Lorsque le rendez-vous ne peut être demandé qu’après avoir procédé en ligne à des formalités préalables, il résulte de ce qui vient d’être dit que si l’étranger établit n’avoir pu les accomplir, notamment lorsque le site ne permet pas de sélectionner la catégorie de titre à laquelle la demande doit être rattachée, ce dysfonctionnement ayant été constaté à l’occasion de plusieurs tentatives n’ayant pas été effectuées la même semaine, il peut demander au juge des référés, saisi sur le fondement de l'article L. 521-3 du code de justice administrative, d’enjoindre au préfet de lui communiquer, dans un délai qu’il fixe, une date de rendez-vous. Il appartient alors au juge des référés d'apprécier et de motiver l'urgence compte tenu de l'incidence immédiate du dysfonctionnement sur la situation concrète de l'intéressé. La condition d'urgence est ainsi en principe constatée dans le cas d’une demande de renouvellement d’un titre de séjour. Dans les autres cas, il appartient au requérant de justifier de circonstances particulières caractérisant la nécessité pour lui d’obtenir rapidement ce rendez-vous. Si la situation de l’étranger le justifie, le juge peut préciser le délai maximal dans lequel celui-ci doit avoir lieu. Il fixe un délai bref en cas d’urgence particulière.

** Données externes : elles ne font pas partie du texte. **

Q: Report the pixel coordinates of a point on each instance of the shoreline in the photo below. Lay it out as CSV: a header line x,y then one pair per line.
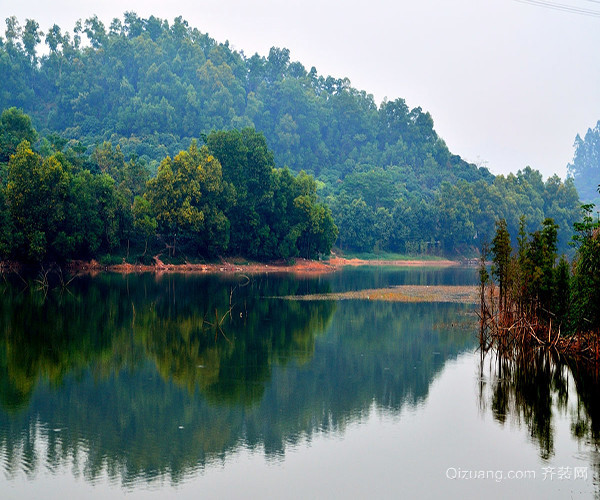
x,y
299,266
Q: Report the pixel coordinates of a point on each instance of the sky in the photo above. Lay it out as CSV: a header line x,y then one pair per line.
x,y
509,83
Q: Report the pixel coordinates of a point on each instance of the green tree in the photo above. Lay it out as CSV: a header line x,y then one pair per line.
x,y
36,192
501,258
15,127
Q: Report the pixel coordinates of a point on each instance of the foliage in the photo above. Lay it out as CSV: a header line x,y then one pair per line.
x,y
142,89
585,168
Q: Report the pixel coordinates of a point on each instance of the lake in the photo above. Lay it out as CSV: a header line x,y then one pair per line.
x,y
144,386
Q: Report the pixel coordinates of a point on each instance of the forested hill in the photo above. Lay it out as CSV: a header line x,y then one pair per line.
x,y
150,86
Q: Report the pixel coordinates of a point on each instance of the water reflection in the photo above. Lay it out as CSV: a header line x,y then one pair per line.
x,y
535,389
141,377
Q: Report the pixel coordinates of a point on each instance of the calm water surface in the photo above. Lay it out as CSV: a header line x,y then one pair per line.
x,y
191,386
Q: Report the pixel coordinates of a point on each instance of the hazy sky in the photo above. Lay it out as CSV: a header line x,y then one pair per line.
x,y
508,83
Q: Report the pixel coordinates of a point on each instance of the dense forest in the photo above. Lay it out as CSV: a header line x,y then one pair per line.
x,y
122,102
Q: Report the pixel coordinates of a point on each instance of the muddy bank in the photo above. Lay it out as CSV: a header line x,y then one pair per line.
x,y
298,266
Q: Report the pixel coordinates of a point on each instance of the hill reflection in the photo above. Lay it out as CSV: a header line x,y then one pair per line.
x,y
140,377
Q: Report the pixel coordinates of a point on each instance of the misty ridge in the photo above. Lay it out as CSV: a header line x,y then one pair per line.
x,y
127,119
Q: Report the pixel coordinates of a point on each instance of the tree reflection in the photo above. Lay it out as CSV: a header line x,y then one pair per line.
x,y
130,377
532,387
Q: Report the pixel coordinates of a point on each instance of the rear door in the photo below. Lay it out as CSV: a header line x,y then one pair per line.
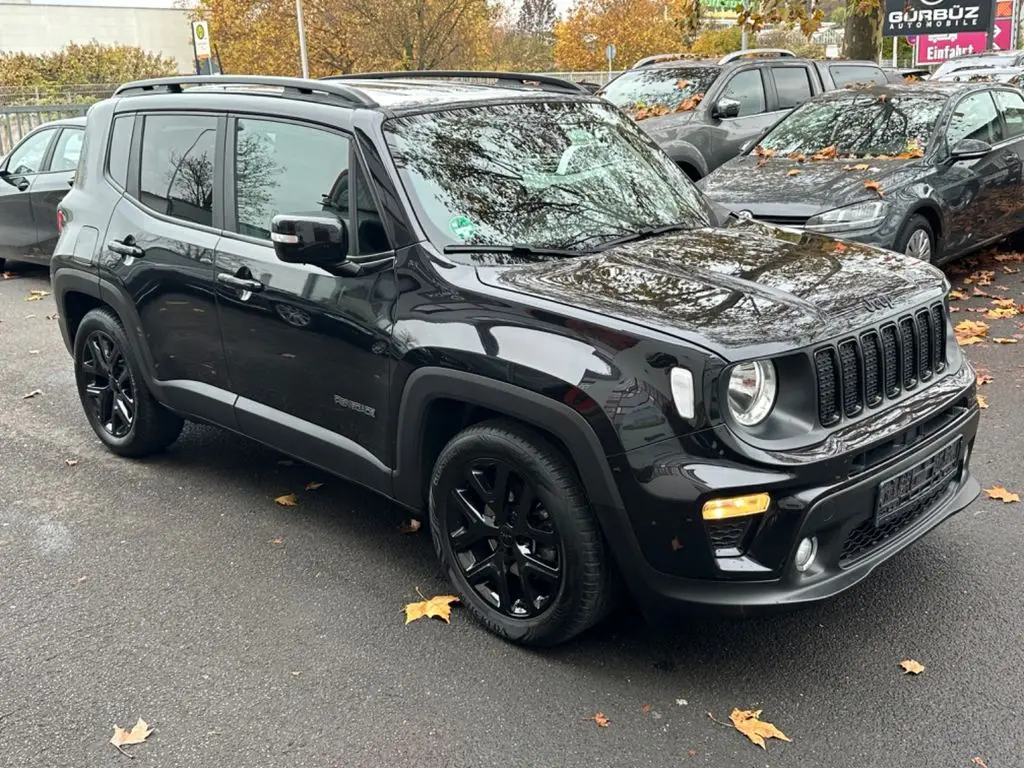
x,y
1011,105
52,184
306,347
17,227
159,247
747,87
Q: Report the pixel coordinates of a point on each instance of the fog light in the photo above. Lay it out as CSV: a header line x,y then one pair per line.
x,y
806,551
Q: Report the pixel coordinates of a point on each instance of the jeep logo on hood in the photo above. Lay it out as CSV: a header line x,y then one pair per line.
x,y
936,16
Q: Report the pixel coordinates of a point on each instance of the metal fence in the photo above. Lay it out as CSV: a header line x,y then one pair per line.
x,y
15,122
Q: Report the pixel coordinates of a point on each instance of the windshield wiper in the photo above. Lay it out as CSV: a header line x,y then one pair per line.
x,y
644,233
519,250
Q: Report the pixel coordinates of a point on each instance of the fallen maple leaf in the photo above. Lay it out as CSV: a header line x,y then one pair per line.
x,y
910,667
1001,495
412,525
139,732
439,606
748,723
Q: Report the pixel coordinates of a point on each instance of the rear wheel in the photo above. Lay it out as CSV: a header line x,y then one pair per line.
x,y
918,240
117,402
514,532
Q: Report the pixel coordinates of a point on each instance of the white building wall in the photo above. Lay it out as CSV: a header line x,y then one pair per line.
x,y
43,29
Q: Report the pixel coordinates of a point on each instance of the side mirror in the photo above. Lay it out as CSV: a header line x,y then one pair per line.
x,y
969,148
309,239
726,108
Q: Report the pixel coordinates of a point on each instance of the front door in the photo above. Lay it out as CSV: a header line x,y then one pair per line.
x,y
306,348
17,227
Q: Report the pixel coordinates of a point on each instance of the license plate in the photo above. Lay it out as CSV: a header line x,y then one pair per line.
x,y
923,479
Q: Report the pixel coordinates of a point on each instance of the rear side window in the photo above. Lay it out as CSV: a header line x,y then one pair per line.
x,y
117,157
176,172
792,86
1012,107
844,75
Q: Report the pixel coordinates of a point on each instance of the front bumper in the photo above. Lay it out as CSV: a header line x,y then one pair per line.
x,y
841,514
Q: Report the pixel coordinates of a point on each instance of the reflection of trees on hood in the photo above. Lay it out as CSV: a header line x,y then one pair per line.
x,y
543,174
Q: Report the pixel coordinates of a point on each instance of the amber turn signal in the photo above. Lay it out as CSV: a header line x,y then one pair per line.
x,y
737,506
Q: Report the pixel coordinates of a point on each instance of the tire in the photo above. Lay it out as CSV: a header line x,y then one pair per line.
x,y
475,542
111,384
916,227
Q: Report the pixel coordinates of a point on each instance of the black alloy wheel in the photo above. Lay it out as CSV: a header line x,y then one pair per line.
x,y
504,540
109,384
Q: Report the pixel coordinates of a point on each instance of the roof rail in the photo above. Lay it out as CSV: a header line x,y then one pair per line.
x,y
648,60
757,53
545,81
351,96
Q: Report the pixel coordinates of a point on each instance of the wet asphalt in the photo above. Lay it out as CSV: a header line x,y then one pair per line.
x,y
249,634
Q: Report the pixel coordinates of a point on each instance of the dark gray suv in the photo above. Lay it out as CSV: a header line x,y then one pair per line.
x,y
702,113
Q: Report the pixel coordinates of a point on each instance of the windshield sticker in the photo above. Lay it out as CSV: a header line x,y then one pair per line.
x,y
462,227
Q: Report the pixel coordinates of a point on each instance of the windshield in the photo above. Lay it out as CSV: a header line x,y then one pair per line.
x,y
568,175
869,124
660,89
974,62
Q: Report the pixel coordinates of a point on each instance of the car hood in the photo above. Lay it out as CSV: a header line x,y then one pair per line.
x,y
741,292
784,186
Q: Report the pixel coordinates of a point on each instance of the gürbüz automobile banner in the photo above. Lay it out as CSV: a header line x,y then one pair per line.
x,y
936,16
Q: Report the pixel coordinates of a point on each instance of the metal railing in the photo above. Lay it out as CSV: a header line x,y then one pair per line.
x,y
16,122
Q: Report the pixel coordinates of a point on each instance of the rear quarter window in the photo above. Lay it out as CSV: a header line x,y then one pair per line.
x,y
844,75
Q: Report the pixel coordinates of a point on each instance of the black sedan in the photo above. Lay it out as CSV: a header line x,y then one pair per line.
x,y
933,170
34,178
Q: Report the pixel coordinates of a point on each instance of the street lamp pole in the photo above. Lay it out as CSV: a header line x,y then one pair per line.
x,y
302,38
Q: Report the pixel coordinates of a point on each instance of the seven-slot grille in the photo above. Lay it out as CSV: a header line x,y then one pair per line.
x,y
880,364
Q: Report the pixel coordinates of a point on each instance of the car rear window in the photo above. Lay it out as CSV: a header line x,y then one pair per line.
x,y
668,88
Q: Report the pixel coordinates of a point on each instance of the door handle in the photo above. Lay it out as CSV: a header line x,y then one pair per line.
x,y
126,248
243,284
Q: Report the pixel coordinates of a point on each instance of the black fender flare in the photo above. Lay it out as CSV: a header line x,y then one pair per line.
x,y
547,415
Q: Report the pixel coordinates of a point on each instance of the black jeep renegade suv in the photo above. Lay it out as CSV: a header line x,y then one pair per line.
x,y
503,306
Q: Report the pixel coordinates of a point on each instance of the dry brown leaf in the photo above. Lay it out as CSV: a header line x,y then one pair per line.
x,y
412,525
748,722
910,667
139,732
1001,495
439,606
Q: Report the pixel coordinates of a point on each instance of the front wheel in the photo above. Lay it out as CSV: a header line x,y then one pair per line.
x,y
117,402
514,532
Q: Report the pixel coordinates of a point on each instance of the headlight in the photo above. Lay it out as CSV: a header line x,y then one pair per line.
x,y
753,387
857,216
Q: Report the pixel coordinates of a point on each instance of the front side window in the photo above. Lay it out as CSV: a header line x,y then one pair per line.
x,y
975,118
176,169
749,89
1012,105
29,157
859,124
567,175
68,151
792,86
662,89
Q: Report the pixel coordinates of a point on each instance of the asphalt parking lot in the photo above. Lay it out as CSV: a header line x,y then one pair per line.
x,y
249,634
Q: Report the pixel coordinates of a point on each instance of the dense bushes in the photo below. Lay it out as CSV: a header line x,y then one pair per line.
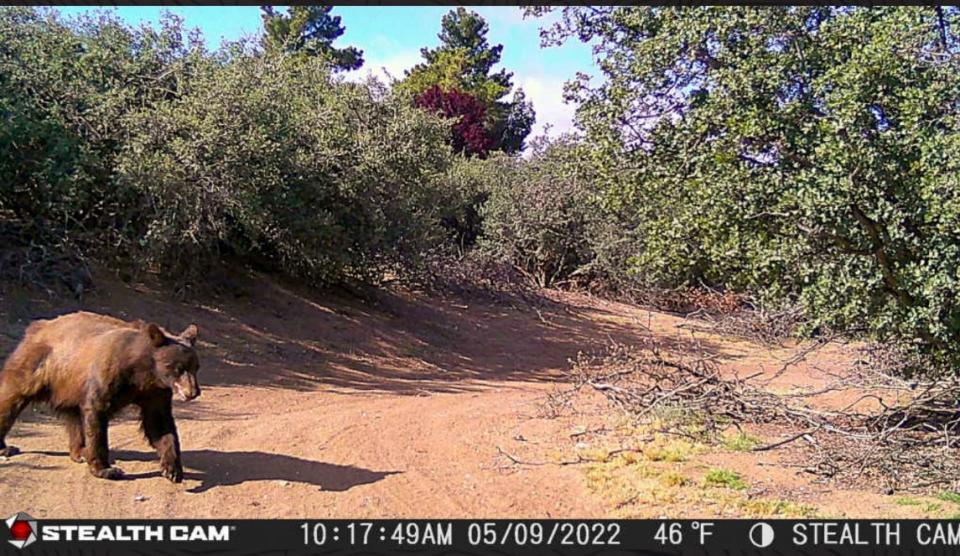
x,y
547,219
150,152
803,153
268,158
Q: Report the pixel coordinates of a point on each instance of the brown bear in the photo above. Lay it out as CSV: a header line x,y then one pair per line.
x,y
88,367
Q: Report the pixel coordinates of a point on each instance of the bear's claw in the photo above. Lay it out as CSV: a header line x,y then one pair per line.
x,y
109,473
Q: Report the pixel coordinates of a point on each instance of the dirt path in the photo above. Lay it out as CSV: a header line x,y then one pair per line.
x,y
318,406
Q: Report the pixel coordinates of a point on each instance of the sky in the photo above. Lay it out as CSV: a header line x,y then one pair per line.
x,y
391,38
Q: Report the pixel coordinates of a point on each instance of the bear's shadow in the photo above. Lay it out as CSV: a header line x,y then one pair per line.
x,y
215,468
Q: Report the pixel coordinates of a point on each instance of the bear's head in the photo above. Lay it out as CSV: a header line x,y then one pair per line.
x,y
175,361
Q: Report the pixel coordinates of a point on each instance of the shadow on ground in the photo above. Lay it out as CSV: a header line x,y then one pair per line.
x,y
214,468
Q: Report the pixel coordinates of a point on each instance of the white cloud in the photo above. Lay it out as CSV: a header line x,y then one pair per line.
x,y
546,93
383,68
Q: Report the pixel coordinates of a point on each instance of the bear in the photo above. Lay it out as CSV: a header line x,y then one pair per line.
x,y
88,367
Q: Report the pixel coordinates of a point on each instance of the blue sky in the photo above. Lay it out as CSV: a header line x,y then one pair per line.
x,y
391,38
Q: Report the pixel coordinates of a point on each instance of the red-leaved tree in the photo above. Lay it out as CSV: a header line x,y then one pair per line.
x,y
469,134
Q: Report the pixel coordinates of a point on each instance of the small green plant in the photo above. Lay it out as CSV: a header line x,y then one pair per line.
x,y
725,478
673,478
952,497
763,507
740,442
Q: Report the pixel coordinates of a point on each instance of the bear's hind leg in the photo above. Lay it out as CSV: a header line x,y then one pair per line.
x,y
96,450
74,426
161,431
11,404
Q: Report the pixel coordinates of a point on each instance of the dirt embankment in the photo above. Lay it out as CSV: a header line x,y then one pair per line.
x,y
323,406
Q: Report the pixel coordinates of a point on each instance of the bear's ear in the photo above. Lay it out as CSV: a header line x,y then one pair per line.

Il résulte de l’instruction que M. A..., ressortissant guinéen, a sollicité son admission exceptionnelle au séjour auprès du préfet du Bas-Rhin en 2022. S’il s’est vu délivrer le 16 février 2024 une autorisation provisoire de séjour valable trois mois régulièrement renouvelée jusqu’au 20 janvier 2026, la délivrance d’un tel titre de séjour ne permet pas de justifier du dépôt et de l’enregistrement d’une demande d’admission exceptionnelle au séjour en cours d’instruction par les services de la préfecture du Bas-Rhin à la date du transfert par M. A... de sa résidence dans le département des Yvelines. Par ailleurs, il n’est pas contesté par le requérant que malgré le courrier de la préfecture du Bas-Rhin en date du 4 novembre 2025 l’invitant, suite à son changement de résidence, à se présenter à la préfecture des Yvelines pour y déposer sa demande d’admission exceptionnelle au séjour, ce dernier n’a pas présenté sa demande sur le site « demarches-simplifiees.fr » conformément à la procédure mise en place par la préfecture des Yvelines pour solliciter un rendez-vous en vue du dépôt et de l’enregistrement d’une telle demande. En effet, si M. A... justifie de tentatives de prise de rendez-vous en vue du renouvellement d’un titre de séjour sur le site de la préfecture, il ne justifie pas, comme le fait valoir en défense le préfet des Yvelines, avoir sollicité un rendez-vous via le site « demarches-simplifiees.fr », seule démarche permettant de déposer régulièrement d’une demande d’admission exceptionnelle au séjour à la préfecture des Yvelines. Par suite, M. A... qui ne justifie pas de l’accomplissement des démarches nécessaires, ne peut être regardé comme réunissant les conditions d’urgence et d’utilité exigées par les dispositions citées précédemment de l’article L.521-3 du code de justice administrative.
Il résulte tout ce qui précède que la requête de M. A... doit être rejetée en toutes ses dispositions.
O R D O N N E :
Article 1er : La requête de M. A... est rejetée.
Article 2 : La présente ordonnance sera notifiée à M. B... A... et au ministre de l’intérieur.
Copies en sera adressée au préfet des Yvelines et au préfet du Bas-Rhin.
Fait à Versailles, le 5 mars 2026.
La juge des référés,
signé
F. Cayla
La République mande et ordonne au ministre de l’intérieur en ce qui le concerne ou à tous commissaires de justice à ce requis en ce qui concerne les voies de droit commun contre les parties privées, de pourvoir à l’exécution de la présente décision.